The noises grow louder and even the ticking of the clock gets on my nerves. I’ve been lying all day in bed thinking about life in general and about myself. It is one of those days where the path I have chalked out for myself doesn’t make much sense and I end up thinking whether I should change my course and run towards another direction?
It’s a case of running away-which I’ve done all my life-the faster I could the better it was because avoiding it only fueled me and countering it I knew my destruction was not far. Who on earth would like to be destroyed?

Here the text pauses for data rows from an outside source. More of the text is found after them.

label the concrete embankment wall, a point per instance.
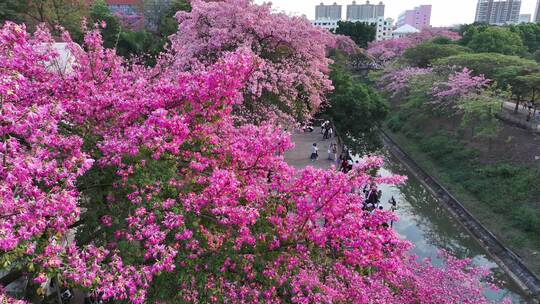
(505, 257)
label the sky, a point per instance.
(444, 12)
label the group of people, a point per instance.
(326, 130)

I always thought that the faster you could get away from life, from people, from your problems and from yourself helped in surviving.

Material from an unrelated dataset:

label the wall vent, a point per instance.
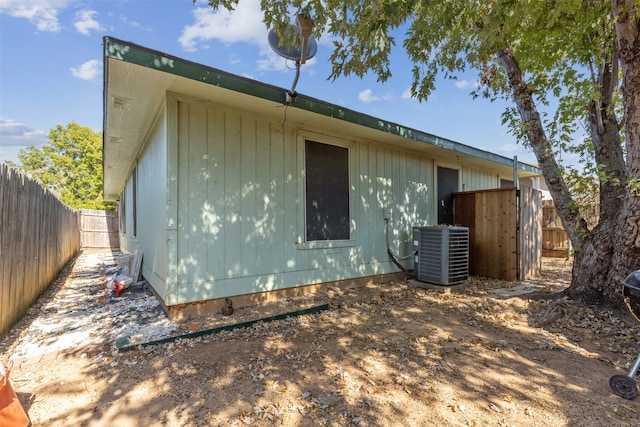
(441, 254)
(122, 103)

I often used to wonder if a bullet to the head was all I needed to end this chase. I still do and think it might be quiet feasible. It gets better but lately nothing is getting better. Hope for the hopeless is like trying to revive the dead with CPR, if you ask me simply that it does not work. I can sugar coat the life around people but I cannot sugar coat my life mainly, because I know the bitter core. I wouldn’t want to deceive myself.

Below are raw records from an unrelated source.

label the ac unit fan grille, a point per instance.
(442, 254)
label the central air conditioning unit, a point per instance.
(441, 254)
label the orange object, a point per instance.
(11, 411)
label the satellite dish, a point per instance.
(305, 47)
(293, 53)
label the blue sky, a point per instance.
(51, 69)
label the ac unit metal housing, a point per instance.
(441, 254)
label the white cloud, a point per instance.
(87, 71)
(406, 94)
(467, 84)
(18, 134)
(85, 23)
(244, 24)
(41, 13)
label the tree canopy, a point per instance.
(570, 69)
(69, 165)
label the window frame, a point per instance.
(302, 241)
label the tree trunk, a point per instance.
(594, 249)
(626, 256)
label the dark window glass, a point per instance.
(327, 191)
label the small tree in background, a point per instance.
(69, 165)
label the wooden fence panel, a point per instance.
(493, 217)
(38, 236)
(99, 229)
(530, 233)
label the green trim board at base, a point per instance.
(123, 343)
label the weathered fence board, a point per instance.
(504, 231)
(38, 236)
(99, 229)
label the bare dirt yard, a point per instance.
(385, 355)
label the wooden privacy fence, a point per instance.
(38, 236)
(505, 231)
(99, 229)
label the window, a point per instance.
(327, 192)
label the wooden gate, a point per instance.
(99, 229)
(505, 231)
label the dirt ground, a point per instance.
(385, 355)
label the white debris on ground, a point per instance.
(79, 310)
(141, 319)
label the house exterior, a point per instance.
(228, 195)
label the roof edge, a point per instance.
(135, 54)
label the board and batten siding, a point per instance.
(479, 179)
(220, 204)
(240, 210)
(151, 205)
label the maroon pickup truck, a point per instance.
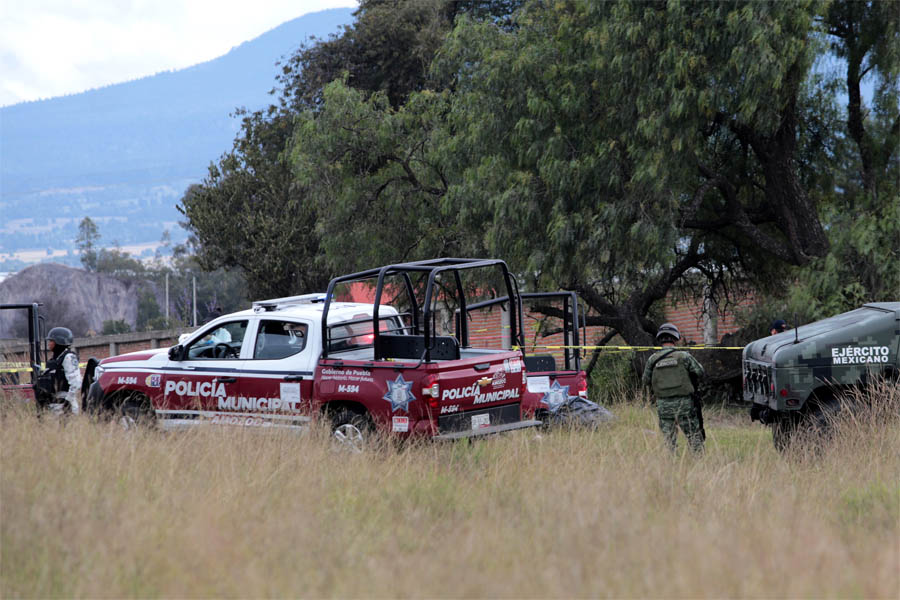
(366, 355)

It happened so suddenly that the world seemed suffocating and tiring. I wasn’t prepared for it and like all things that strike me out of nowhere so did this. It became suffocating and unbearable. I occupy very little space I can and even so, have reduced myself to a four walled chamber where only my thoughts engulf my existence. I cannot seem to get out of this and the more I try to be free, the more this world seems like a cage.
I really hope I get better. I really hope this too passes me by but for some reason, the optimist in me is dead. Whatever it is can hit me dead and I would be happier than ever, if I do not survive this depressive spell.